They say blood is thicker than water. However, many people have friends in their lives who are more precious than their blood relatives.
Friends and family
For Shivangi Malhotra, Deputy Manager, Insurance Dekho, her friendship with Palak Chopra is more like family. “How we became friends is a pretty fun story. You know how schools sometimes pair up a mischievous one with a sincere one? That's exactly what happened — Palak being the naughty one and me the sincere one. Our teacher had her plans, but life had something else in mind! Ever since 9th grade, we’ve been inseparable,” Shivangi and Palak made the best memories in school. It led to them being called – Palak and Guthi – like the famous TV duo.
Do friendships matter?
Dr Hansal Bhachech, Consultant – Psychiatrist, HCG Hospitals – Ahmedabad, has observed as a psychiatrist and author that the age-old phrase “blood is thicker than water” is being increasingly re-evaluated these days. “While family ties continue to hold importance, friendships are emerging as equally—if not more—significant in terms of emotional depth and dependability for many.”
Shivangi does think so too. “Friends are the ones we choose — they often understand us better, support our choices, and don’t come with the pressure or expectations that family sometimes does. It’s not that family isn’t important, but in day-to-day life, friends become the ones we lean on.”
Pulkit Arora and Simranjeet Singh, the directors of Cyk Hospitalities, met in college, attending different courses. Common interests helped them become friends. “The concept that blood relations are superior is being gently challenged nowadays as friendships serve as those very few safe spaces for growth, vulnerability, or even non-judgmental support.” Pulkit adds, “In this day and age, when people keep changing and searching for some kind of emotional alignment, it is the friendship that ends up becoming the relationship that we choose to lean on.”

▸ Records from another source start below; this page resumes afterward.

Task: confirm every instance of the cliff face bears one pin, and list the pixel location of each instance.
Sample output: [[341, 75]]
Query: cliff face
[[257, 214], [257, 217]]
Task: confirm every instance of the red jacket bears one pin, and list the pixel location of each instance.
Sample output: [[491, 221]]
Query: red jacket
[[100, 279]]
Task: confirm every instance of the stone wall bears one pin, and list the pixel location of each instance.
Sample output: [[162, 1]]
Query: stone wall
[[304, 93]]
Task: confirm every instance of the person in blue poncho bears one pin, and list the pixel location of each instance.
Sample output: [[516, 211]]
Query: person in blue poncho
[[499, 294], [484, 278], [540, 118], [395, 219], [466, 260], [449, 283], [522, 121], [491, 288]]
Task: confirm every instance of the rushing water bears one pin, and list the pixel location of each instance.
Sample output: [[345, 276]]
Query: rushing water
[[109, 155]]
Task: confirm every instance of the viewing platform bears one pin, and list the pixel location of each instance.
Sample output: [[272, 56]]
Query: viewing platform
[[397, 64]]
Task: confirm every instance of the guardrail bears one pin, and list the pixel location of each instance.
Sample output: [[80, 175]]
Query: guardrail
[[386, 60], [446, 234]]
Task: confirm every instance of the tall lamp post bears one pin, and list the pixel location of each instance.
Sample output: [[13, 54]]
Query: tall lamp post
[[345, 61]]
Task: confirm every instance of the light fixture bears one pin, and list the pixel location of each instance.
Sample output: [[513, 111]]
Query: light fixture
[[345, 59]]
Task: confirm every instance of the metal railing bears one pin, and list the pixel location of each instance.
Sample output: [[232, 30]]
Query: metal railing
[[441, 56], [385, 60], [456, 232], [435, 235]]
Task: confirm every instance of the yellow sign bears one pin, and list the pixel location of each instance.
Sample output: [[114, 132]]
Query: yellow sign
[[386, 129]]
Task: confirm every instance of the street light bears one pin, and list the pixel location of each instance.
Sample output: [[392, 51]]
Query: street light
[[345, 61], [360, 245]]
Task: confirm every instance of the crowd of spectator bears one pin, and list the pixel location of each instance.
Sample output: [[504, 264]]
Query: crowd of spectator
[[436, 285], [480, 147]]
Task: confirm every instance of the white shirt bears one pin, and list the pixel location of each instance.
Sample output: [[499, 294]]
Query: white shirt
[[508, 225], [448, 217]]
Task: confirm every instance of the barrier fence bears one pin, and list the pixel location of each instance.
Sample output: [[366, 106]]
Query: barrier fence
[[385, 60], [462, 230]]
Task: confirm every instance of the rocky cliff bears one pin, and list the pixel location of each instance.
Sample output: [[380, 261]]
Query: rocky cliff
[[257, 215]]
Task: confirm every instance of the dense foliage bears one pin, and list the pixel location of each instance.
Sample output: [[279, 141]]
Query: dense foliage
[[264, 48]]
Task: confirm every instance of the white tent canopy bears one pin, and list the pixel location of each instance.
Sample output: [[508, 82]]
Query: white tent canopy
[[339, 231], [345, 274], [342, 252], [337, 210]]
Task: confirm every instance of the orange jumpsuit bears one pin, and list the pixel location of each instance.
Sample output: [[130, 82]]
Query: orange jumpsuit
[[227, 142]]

Simranjeet feels friendships are now built on emotional tone and no longer about being fun. They become one's support systems and sounding boards, and in ways, the chosen families.
According to Dr Bhachech, several key factors drive this aspect. “Today's fast-paced, mobile, and digitally connected lifestyles have changed how we maintain relationships. With people often living far from their families and investing more time in their careers, friendships—especially those formed nearby or online—tend to offer more immediate support and emotional availability. Research shows that nearly 60% of young adults turn to friends before family when seeking mental health support.”
Maintaining Friendships
Both Pulkit and Simranjeet agree that long-term friendships, like any meaningful relationships, need effort. “After school, our friendship became long-distance,” reveals Shivangi. “There were times we didn’t talk for days, but we always showed up, not just for the fun times, but during the tough ones too. It’s about being honest, giving space, forgiving quickly, and celebrating the small things. When you invest in a friendship like you would in a family, it becomes just as meaningful.” To maintain friendships and make them family, Dr Bhachech wants everyone to nurture trust and communication, apart from fostering emotional intimacy, supporting each other's growth and forgiving and moving forward. "Generational differences, unresolved conflicts, and rigid expectations can make family relationships challenging. Friendships, on the other hand, are usually grounded in mutual respect and reciprocity.”
Friends = family
Dr Bhachech thinks rise in friendships becoming prominent throws light on a bigger shift towards individualism. “Rather than replacing family, friendships increasingly complement it, filling emotional gaps and offering a chosen family of one’s own.” This is especially true when one is not staying away from one’s blood relations. Friends are the immediate support system that is with you substituting for the family.
Simran adds, “We are moving away from traditional models of family; families in the future will be more about shared values than shared surnames.”
Friendship Day is a good time to sit back and realise that some times, ‘blood is NOT thicker than water.’